Mikhael Movie Review: An Unoriginal Sin

It's the kind of film one ends up with when one thinks in terms of sequences rather than a cohesive screenplay
Mikhael Movie Review: An Unoriginal Sin

Language: Malayalam

Cast: Nivin Pauly, Manjima Mohan, Unni Mukundan

Director: Haneef Adeni

It's halfway into Mikhael and things have only begun to heat up. Marco (a buff Unni Mukundan) is out to avenge his brother's murder, and he knows the killer and where he lives. Marco is rich, armed and dangerous and we're expecting an ambush. A gunshot will do, or a strategically placed bomb. Judging by his muscles, he can even squeeze his enemies into submission, like a python. But he's a different beast, the kind that believes in playing mind games. So he walks into his adversary's villa, takes off his clothes and (wait for it) takes a shower in one of the bathrooms! The bad boy doesn't even need a towel after. He just gets out, colorful briefs and all, and drives away in his Jaguar. "Why kill them when you can dampen their carpets?" Marco must have thought, menacingly.

This is just one of the gems that make up Haneef Adeni's Mikhael. Not to sound old but back in my day, directors would at least have lasted a decade before they're accused of being repetitive and unoriginal. But Adeni, who made Mammotty's The Great Father (2017) and wrote Abrahaminte Sandhadhikal (2018), already seems to have run of fresh ideas. The barrage of slow motion shots is back and so is the unending supply of Christian imagery and symbols. Not that there is any attempt at subtlety here. Even the titular Mikhael is Nivin Pauly's Michael John, a doctor and/or guardian angel entrusted to protect his young sister from a gang of gold smugglers. The sister was instrumental in a classmate's suicide and the victim's father (Siddique) wishes the same fate upon her.

But these are all mere embellishments on the sole purpose of the film, which is to enlarge Nivin Pauly's image to that of a mass action star. Of course, there were traces of it even in the recent Kayamkulam Kochunni, but that film had the weight of a legend to back the punches. The same cannot be said about Mikhael where he's more of an everyman. That's why it's harder to buy into the many elaborate-yet-uninspired action scenes even when you're told that not-so-agile Michael is a Karate expert, capable of taking on a dozen men.

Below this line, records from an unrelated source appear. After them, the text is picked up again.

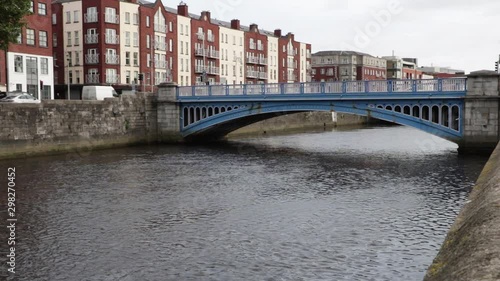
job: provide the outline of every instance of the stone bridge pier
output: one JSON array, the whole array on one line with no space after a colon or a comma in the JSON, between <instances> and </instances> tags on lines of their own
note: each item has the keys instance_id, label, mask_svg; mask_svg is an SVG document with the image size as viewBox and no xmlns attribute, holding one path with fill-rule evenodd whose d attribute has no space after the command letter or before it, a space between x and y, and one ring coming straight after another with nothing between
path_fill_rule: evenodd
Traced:
<instances>
[{"instance_id":1,"label":"stone bridge pier","mask_svg":"<svg viewBox=\"0 0 500 281\"><path fill-rule=\"evenodd\" d=\"M500 75L477 71L467 76L463 139L459 152L491 153L500 140Z\"/></svg>"},{"instance_id":2,"label":"stone bridge pier","mask_svg":"<svg viewBox=\"0 0 500 281\"><path fill-rule=\"evenodd\" d=\"M177 103L177 85L158 85L158 141L164 143L181 142L180 107Z\"/></svg>"}]
</instances>

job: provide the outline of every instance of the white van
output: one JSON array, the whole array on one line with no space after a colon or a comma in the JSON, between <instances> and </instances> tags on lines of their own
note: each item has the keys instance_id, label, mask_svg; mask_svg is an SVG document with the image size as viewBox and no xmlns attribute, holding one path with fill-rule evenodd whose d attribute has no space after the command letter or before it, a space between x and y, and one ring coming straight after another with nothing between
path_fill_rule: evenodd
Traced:
<instances>
[{"instance_id":1,"label":"white van","mask_svg":"<svg viewBox=\"0 0 500 281\"><path fill-rule=\"evenodd\" d=\"M82 100L104 100L105 98L118 97L111 86L83 86Z\"/></svg>"}]
</instances>

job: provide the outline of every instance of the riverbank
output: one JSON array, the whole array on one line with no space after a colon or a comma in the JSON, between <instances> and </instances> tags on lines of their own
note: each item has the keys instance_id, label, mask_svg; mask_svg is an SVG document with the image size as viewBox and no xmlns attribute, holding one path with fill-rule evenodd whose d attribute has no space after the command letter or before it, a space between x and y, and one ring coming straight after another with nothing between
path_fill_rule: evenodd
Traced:
<instances>
[{"instance_id":1,"label":"riverbank","mask_svg":"<svg viewBox=\"0 0 500 281\"><path fill-rule=\"evenodd\" d=\"M500 280L500 144L467 202L425 281Z\"/></svg>"}]
</instances>

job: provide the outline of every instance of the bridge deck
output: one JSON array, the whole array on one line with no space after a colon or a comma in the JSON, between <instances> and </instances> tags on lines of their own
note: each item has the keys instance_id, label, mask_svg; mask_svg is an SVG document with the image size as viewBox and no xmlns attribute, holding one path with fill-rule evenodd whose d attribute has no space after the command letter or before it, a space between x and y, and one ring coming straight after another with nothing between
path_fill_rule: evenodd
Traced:
<instances>
[{"instance_id":1,"label":"bridge deck","mask_svg":"<svg viewBox=\"0 0 500 281\"><path fill-rule=\"evenodd\" d=\"M467 91L466 78L431 79L431 80L380 80L380 81L345 81L345 82L312 82L312 83L279 83L279 84L243 84L243 85L198 85L179 87L177 98L180 101L203 97L218 99L221 97L238 97L247 100L273 97L309 97L318 95L335 95L350 98L370 98L395 94L431 95L463 97ZM260 97L259 97L260 96Z\"/></svg>"}]
</instances>

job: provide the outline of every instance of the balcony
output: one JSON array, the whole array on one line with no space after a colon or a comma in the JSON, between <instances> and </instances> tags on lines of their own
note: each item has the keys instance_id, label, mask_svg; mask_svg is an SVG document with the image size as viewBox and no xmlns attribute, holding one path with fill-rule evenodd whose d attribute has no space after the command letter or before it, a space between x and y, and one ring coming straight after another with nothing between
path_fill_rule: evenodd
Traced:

This is disappointing because in there somewhere is fodder for a moving drama. Michael was behind his father's accidental death. A "patricide", as he is mocked in school, Michael grows up distant from his mother, who chooses to remarry. A complex family situation involving the step father is hinted at but never really explored. Even his equation with the mother could really have added up to some drama but that too gets just two scenes. And this in a film in which a villain gets an elaborate slow motion sequence just to show him changing into a mundu.

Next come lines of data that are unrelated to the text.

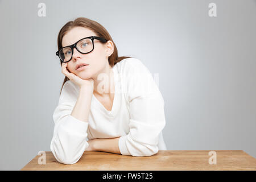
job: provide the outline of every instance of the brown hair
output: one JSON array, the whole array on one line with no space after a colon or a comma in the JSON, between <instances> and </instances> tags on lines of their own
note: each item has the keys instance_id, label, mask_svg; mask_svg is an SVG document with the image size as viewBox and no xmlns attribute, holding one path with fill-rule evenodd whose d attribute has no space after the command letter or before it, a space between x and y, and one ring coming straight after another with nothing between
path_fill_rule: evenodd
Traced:
<instances>
[{"instance_id":1,"label":"brown hair","mask_svg":"<svg viewBox=\"0 0 256 182\"><path fill-rule=\"evenodd\" d=\"M112 41L114 44L114 52L111 55L111 56L109 57L109 63L112 68L116 63L121 61L123 59L131 57L130 56L118 57L117 49L115 44L114 43L114 41L112 40L112 38L109 35L108 31L98 22L84 17L77 18L74 21L68 22L61 28L61 29L60 29L57 38L58 50L62 48L62 39L64 35L72 28L74 28L75 27L82 27L87 28L94 32L97 36L104 38L108 40ZM61 66L61 61L60 61L60 66ZM62 88L63 88L63 85L68 80L69 80L68 77L65 76L63 84L62 84L61 89L60 89L60 95L61 94L61 90Z\"/></svg>"}]
</instances>

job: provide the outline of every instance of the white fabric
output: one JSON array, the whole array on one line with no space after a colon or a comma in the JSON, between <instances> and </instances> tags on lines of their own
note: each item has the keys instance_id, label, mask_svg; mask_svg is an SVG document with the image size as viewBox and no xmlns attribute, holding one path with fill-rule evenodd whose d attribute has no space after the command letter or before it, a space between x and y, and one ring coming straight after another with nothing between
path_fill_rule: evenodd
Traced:
<instances>
[{"instance_id":1,"label":"white fabric","mask_svg":"<svg viewBox=\"0 0 256 182\"><path fill-rule=\"evenodd\" d=\"M122 155L150 156L166 150L164 100L148 69L138 59L127 58L113 68L114 97L111 111L93 94L88 122L71 114L79 88L71 80L63 88L53 118L51 150L59 162L76 163L94 138L118 136Z\"/></svg>"}]
</instances>

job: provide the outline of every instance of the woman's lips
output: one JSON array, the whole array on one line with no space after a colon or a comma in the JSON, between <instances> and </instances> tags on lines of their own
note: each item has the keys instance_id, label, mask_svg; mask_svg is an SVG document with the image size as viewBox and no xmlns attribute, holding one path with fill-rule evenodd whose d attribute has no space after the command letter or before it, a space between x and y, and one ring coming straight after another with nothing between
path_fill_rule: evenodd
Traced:
<instances>
[{"instance_id":1,"label":"woman's lips","mask_svg":"<svg viewBox=\"0 0 256 182\"><path fill-rule=\"evenodd\" d=\"M81 67L81 68L77 68L77 69L76 69L76 71L82 71L82 70L84 69L85 68L85 67L87 67L88 65L89 65L89 64L86 65L85 65L85 66L83 66L83 67Z\"/></svg>"}]
</instances>

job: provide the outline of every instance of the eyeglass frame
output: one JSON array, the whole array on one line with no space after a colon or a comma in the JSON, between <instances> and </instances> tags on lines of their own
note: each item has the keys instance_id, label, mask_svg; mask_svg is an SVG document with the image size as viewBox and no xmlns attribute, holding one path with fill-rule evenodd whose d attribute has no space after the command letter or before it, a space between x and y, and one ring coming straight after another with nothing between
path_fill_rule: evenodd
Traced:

This is what happens when you think terms of sequences rather than a cohesive screenplay. For instance, early on in the film, an assassin is hired to murder a family carrying a bag of gold. Now, isn't being discreet a part of the job, even if you're interning to become a hired gun? But instead, the assassin shows up in winter clothes in humid Kochi carrying a silenced hand-held pistol driving a bright red convertible. Whatever happened to thou shalt not kill just for style?

All this would have been forgivable had it all nicely melded into the creation of a world, like how the director sees it. But there are far too many tonal issues and visual inconsistencies to interpret any of this as style.

And then you get Gopi Sundar's booming soundtrack. It's obtrusive, distracting and over-the-top to the point where you think the composer must have been watching some other film while scoring this one. Given the popularity of the last two films this director was a part of, I guess he finds his takers. But there's only so much I can take from a film that breaks so many commandments of mainstream filmmaking.